Image display method and device

Technical Field

The invention relates to the technical field of virtual reality, in particular to an image display method and device.

Background

Virtual Reality (VR) is a Virtual simulation world that generates an interactive three-dimensional dynamic view and physical behavior with multi-source information fusion by computer simulation, so as to provide the user with simulation of sense organs such as vision, hearing, touch, etc., so that the user can observe objects in a three-dimensional space in time without limitation as if he were personally on the scene.

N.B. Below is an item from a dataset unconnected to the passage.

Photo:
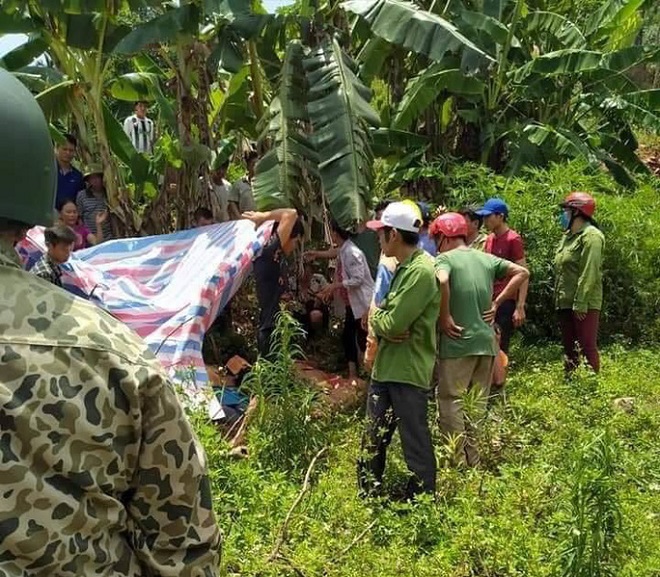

At present, a virtual reality technology is realized depending on virtual reality equipment, the virtual reality equipment is used as a virtual reality display, the external vision of a person can be sealed by wearing the virtual reality display, the effect of shielding a real world is achieved, a high-resolution and large-field-angle virtual scene can be provided on a display interface, images of left and right eyes can be respectively displayed on the display interface corresponding to the left and right eyes of the user, and the human eyes can generate stereoscopic impression in the brain after acquiring the information with the difference, so that the user can be guided to generate a feeling of being in a virtual environment, and the user can generate strong immersion feeling.

In practical applications, when a user enters a display interface of a virtual scene, the display interface will entirely present some whole content that the user needs to present, however, the vision of human eyes is not focused on all angles and positions of the display interface, that is, generally, the vision of the user will focus mainly on a focus area, and the content of the non-focus area cannot draw too much attention of the user. Therefore, on one hand, if the display interface displays the same information content as a whole, the amount of information that can be provided is relatively single, which is not beneficial to the full utilization of the relevant resources of the display interface, and on the other hand, when the display interface displays a relatively simulated picture by using the virtual reality technology, the virtual reality equipment is subjected to relatively large power consumption processing and application calculation, and if the display interface displays the same quality of a certain whole content as a whole, the problem of excessive energy consumption of the virtual reality equipment is further caused.

Therefore, in summary, how to effectively display an image on a display interface in a virtual reality device so as to fully utilize screen resources and reduce energy consumption of the virtual reality device while not hindering the visual effect of a user is a problem to be solved by those skilled in the art.

Disclosure of Invention

The embodiment of the invention provides an image display method and device, which are used for fully utilizing picture resources and reducing the energy consumption of virtual reality equipment while not interfering with the visual effect of a user.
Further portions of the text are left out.